If what William Shakespeare said is true, and it is, then today we have little to fear. All the tyrants of the world are certainly not kissing. Everyone seems to hate everyone else, and the Islamic extremists seem to hate every other ethnic sect as much as they hate us. The only foreign leader Bush feels like he can trust is Arnold Schwarzenegger.

That is why when Michael Chertoff, who controls the Homeland Security budget, says that there is a bogeyman around the corner, I take it with a grain of salt. Without putting fear in us, he has no job and certainly no budget. Last week, he said he “had a hunch that there might be an attack this summer.” What sort of comment is that? It is about as vague and silly as terrorist alert levels orange, red, or mauve.

Even the British, with all the Muslims living in England, some of whom recently tried to set off a bomb at Glasgow airport, raised their threat level. Ever the English, I think they went from level “miffed” to “perturbed” after the incident.

The French went from threat level “run” to “hide.” The only higher levels the French have are “cower,” “tremble,” “surrender,” and “collaborate.”

The way the terrorists really hurt us was by making us create the department of Homeland Security in the first place. It has become no more than a pork-barrel political gorging fest. The TSA (Thousands Standing Around) just took the private-sector security guards in ill-fitting blazers and government-issue polyester pants and turned them into a unionized, overweight, overpaid, rigid group that frisks grandmothers on their way to Florida. We now have to bring our carry-on bags to some woman who is about 5′-1″ and pushing the deuce on weight. Her pants are so tight, the zipper looks like gold teeth. Is this really what you want? Your first line of defense against the terrorist is a woman smacking gum and telling you to stay eight feet away from her while rolling her eyes and flirting with her male counterpart?
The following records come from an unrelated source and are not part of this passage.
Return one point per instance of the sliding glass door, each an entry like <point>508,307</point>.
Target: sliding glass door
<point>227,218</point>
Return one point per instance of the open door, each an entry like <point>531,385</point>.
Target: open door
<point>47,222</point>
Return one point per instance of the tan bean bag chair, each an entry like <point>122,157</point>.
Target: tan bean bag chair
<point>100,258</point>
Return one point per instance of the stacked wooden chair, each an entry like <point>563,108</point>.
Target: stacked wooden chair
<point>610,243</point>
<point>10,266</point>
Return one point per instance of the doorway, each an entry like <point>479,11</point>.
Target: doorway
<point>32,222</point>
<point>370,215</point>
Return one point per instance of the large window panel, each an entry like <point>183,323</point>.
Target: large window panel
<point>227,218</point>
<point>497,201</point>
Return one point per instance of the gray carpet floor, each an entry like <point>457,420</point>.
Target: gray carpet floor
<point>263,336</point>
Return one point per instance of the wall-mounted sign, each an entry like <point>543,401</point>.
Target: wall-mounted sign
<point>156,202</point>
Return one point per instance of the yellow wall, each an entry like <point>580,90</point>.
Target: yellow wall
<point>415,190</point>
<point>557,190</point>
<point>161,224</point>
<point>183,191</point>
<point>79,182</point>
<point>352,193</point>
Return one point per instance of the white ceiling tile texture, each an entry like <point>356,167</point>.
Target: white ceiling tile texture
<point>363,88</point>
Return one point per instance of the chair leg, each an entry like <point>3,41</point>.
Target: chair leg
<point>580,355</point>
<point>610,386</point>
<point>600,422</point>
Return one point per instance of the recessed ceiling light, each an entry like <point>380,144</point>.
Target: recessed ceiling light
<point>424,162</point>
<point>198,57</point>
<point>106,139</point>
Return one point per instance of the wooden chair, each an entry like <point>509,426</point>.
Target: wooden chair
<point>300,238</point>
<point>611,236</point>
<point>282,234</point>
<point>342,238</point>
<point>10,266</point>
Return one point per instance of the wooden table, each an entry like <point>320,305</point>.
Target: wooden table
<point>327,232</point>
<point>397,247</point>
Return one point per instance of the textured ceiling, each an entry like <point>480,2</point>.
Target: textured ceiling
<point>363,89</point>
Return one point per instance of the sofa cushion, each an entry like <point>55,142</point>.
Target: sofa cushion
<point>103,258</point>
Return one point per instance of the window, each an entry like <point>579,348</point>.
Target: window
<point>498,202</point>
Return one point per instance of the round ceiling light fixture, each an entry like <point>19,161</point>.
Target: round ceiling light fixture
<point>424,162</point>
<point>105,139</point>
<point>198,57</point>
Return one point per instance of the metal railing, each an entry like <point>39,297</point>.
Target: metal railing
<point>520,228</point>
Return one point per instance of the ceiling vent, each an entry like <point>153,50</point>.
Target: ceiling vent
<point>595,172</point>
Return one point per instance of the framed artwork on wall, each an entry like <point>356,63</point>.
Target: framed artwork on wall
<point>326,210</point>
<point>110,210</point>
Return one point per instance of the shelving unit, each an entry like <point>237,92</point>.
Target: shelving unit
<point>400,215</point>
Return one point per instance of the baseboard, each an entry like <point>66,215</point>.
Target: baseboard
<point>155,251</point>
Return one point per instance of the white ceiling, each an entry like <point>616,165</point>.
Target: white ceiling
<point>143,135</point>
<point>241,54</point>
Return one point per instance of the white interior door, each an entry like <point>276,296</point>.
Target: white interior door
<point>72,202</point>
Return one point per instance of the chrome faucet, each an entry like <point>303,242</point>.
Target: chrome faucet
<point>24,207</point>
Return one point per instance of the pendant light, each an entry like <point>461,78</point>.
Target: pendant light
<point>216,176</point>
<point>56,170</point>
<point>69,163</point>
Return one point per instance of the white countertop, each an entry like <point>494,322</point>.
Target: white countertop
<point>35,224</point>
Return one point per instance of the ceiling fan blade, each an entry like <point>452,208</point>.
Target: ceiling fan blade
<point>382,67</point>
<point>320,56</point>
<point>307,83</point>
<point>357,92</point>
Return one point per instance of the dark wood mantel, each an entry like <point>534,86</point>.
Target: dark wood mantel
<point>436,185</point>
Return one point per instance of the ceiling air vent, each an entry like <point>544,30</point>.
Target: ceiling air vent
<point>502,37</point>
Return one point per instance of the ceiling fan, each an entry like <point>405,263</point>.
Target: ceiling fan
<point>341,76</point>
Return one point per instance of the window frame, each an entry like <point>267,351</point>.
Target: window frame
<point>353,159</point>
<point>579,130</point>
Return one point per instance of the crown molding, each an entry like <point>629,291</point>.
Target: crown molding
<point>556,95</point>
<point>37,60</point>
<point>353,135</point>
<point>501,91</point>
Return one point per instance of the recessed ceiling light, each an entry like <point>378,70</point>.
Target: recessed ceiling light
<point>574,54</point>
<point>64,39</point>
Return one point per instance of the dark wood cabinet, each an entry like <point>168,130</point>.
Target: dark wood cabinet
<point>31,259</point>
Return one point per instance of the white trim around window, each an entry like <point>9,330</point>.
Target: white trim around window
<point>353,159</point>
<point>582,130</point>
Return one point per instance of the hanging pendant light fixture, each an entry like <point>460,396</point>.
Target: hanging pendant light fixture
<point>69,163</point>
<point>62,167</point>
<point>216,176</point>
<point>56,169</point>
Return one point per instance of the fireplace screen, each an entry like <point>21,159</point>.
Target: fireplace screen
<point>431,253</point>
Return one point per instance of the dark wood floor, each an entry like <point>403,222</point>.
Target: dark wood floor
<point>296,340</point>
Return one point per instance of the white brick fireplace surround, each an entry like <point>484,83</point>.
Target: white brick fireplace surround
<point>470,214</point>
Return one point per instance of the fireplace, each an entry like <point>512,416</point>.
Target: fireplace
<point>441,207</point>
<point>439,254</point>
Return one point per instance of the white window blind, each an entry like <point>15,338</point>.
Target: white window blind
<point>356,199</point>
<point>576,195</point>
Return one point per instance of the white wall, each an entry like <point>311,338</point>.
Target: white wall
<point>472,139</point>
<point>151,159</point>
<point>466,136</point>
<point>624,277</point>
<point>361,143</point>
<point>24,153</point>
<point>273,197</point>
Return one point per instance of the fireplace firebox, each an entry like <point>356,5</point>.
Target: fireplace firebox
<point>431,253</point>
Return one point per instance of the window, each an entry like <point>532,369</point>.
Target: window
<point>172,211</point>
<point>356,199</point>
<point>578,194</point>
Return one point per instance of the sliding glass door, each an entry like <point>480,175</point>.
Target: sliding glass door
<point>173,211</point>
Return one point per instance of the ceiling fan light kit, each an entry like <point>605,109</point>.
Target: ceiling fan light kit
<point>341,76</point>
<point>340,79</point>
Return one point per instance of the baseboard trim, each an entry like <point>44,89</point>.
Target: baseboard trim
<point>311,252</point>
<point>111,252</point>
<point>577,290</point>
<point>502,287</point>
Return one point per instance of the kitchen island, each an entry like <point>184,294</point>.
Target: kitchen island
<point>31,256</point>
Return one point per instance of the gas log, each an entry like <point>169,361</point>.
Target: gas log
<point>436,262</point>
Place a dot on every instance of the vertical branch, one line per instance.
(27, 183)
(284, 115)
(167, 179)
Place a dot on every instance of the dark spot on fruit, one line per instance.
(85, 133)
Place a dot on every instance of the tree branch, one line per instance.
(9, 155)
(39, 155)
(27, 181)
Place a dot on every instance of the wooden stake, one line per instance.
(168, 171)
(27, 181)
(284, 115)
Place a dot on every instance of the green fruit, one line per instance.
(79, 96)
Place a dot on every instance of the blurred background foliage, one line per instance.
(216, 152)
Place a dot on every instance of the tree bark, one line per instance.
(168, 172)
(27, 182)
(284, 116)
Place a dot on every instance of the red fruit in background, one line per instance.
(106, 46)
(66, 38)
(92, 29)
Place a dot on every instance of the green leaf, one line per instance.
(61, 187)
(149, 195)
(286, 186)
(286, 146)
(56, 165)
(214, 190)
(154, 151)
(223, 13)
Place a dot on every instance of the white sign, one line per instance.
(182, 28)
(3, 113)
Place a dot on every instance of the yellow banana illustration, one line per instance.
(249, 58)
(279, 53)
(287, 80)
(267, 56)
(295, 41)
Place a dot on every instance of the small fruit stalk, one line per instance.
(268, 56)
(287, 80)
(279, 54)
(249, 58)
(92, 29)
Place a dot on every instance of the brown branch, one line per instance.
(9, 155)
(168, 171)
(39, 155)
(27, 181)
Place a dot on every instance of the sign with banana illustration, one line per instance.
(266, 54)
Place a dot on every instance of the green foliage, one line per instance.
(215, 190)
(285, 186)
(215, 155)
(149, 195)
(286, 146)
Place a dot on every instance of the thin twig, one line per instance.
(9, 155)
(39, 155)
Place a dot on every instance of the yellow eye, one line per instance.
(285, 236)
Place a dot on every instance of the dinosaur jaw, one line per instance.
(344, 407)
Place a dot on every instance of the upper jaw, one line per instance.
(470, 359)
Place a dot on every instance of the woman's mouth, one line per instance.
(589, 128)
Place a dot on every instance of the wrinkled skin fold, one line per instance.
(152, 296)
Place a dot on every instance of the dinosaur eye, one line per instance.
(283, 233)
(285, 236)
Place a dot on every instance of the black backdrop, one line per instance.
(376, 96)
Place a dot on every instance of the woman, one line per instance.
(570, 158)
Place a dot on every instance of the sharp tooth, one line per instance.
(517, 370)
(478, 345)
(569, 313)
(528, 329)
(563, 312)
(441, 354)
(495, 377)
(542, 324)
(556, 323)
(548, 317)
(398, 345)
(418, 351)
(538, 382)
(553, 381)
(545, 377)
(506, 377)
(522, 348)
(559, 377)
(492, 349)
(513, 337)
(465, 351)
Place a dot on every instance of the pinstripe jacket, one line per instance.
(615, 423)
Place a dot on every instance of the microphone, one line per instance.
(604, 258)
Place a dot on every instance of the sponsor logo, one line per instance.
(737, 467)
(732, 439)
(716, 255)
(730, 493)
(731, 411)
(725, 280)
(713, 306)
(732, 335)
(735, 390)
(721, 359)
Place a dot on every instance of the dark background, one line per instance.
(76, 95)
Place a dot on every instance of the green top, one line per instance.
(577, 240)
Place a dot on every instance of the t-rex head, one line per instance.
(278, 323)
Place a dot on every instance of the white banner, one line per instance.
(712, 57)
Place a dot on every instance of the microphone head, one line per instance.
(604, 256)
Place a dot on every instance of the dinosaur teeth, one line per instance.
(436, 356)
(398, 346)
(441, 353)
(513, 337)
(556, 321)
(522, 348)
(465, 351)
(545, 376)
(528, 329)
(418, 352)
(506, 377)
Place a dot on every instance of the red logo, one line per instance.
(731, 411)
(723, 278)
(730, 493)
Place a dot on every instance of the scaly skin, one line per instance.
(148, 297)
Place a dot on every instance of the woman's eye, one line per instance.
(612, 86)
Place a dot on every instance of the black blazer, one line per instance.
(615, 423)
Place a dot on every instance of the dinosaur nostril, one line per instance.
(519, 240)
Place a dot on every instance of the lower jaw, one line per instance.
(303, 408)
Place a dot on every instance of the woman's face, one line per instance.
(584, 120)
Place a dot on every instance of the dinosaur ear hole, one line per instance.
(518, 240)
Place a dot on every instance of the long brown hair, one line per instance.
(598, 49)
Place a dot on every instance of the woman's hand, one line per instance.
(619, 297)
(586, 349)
It has been almost six years since 9/11, and they still do not have a card that safe Americans can get that would move us through the airport line more quickly. Just how long does that take? You ask a few questions, you check the person out, and you issue the card. Equifax and Blockbuster can do it in an hour.

And how about some shoehorns at the end of the security line? Millions fly each year and take off their shoes. How long would it take a business to figure out that providing shoehorns would be a good idea?

You cannot count on the U.S. government, people. The sooner you realize that, the sooner you will stop being disappointed. We got Paris Hilton behind bars, but Osama bin Laden, an old millionaire hooked to a dialysis machine, is still running around. Remember, he was sweet on Anna Nicole Smith. Now that she has died, our only real chance of catching bin Laden is gone.

We have to believe in ourselves, not the federal government. Olympic bomber Eric Rudolph was caught by a small-town, off-duty cop. The “terrorist ring” in New Jersey was foiled by a Circuit City employee. (The guy was good: He not only caught them but sold them a bunch of junk that they didn’t need with extended warranties.) There are your true heroes, not the self-important bureaucrats in government. I really believe that politicians are agents of the devil, yet their duties are largely ceremonial.

What we need to do is secure our borders with our soldiers. We have nobly tried to help Iraq. However, as we have learned time and time again, you cannot help those who are unwilling to help themselves. If we are beaten by the terrorists, it will be in the same way the Soviet Union lost to us: We will be pushed into fiscal bankruptcy by politicians pouring money down a black hole in wars that need not be fought.